Basically, I'm doing tree species classification from hyperspectral data (so we have 114 features, which represent different spectral bands at different wavelengths, and 6596 observations, representing the image at the pixel level of a tree.) The end goal is to train a Random Forest to classify the species of each pixel of the tree, but at this point in time, I'm just working on distinguishing between broadleaf and conifer type trees, but I'm stuck on feature selection, and ultimately am unsure of what the best overall approach using matlab is with Random Forest, as I've only ever coded in python before and this is my first step into machine learning.
Here is the basis of the code I am using:
Basically, with feature selection, I've tried several different processes that haven't worked out, mainly I think due to the nature of my data. The hyperspectral data goes from the visible light wavelength, all the way up to the infrared wavelengths. This means that 2 features next to each other may be very important in terms of tree species classification, but since they're bands that are similar wavelengths, meaning they're similar colors, they're very correlated. For example, feature 69 and feature 70, which are two of the "best" features based on OOBPredictorImportance, have a 99.79% correlation rate.

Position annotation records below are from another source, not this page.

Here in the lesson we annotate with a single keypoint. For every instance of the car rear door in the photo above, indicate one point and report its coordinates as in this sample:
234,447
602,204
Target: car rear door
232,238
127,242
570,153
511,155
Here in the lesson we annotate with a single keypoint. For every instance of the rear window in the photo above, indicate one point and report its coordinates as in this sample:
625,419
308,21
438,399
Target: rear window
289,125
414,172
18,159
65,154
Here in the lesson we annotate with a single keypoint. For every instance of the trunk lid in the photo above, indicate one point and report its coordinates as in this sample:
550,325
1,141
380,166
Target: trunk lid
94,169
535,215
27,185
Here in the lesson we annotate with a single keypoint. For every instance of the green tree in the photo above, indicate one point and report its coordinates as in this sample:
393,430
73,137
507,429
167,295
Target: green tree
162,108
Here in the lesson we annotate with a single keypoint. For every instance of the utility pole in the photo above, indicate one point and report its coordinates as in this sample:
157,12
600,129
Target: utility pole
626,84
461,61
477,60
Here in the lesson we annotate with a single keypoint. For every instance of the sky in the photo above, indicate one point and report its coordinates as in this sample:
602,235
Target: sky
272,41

PCA, sequentialfs forward and sequentialfs backward all gave me the same, if not lower, accuracy than when I run all 114 features. And every time I've run them, I've done a 1:1:114 loop adding in the next best ranked feature from the algorithm each time, plotting the loss function for each, and it still has unsatisfactory results. If anybody could lead me in the proper direction for feature selection, especially anybody that has worked with hyperspectral data before, that would be great.
Also, just if anybody could look at the raw version of my code that I put up and tell me if there's anything else I could be changing around to increase the accuracy, that would be great. I've researched these forums for weeks, I just feel as if some of the answers to my issues that are specific towards this type of data, which is why I'm starting my own thread.
Thank you in advance for any and all help/advice.